La faim, les sanctions internationales et l'arrivée du froid ont déclenché la "tempête parfaite" en Afghanistan, aggravant encore la crise humanitaire du pays, qui touche particulièrement les enfants

Afghanistan : le défi de grandir sous le régime des Talibans

photo_camera AP PHOTO/RAHMAT GUL - Une jeune fille afghane déplacée regarde depuis sa tente de fortune dans un camp du nord de l'Afghanistan, en juillet 2021

Selon l'UNICEF, l'Afghanistan est devenu "le pire endroit au monde pour naître"

Comme si l'urgence sociale et humanitaire causée par plus de 40 ans de conflit ne suffisait pas, une "tempête parfaite" menace désormais les citoyens afghans qui restent dans le pays. C'est ainsi que les Nations unies (ONU) ont défini le scénario tragique dans lequel se trouve l'Afghanistan depuis que les adeptes du mouvement islamique fondamentaliste des talibans ont pris le pouvoir sur le territoire l'été dernier. La hausse des prix, la suspension de l'aide internationale à titre de mesure punitive, la dépréciation de la monnaie locale et les graves sécheresses ne sont que quelques-unes des causes qui ont poussé le pays à la catastrophe. 

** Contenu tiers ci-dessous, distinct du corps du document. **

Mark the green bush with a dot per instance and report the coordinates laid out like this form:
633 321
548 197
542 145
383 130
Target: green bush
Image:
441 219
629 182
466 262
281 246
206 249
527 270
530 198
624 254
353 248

Si avant août 2021 "nous avions déjà une crise humanitaire aux proportions incroyables" touchant près de 18 millions de personnes, l'urgence de la situation n'a cessé de "s'intensifier et de s'aggraver" à un rythme alarmant, a averti en octobre la directrice du Programme alimentaire mondial (PAM), Mary Ellen McGroarty. L'Afghanistan souffre aujourd'hui de "la pire crise humanitaire du monde".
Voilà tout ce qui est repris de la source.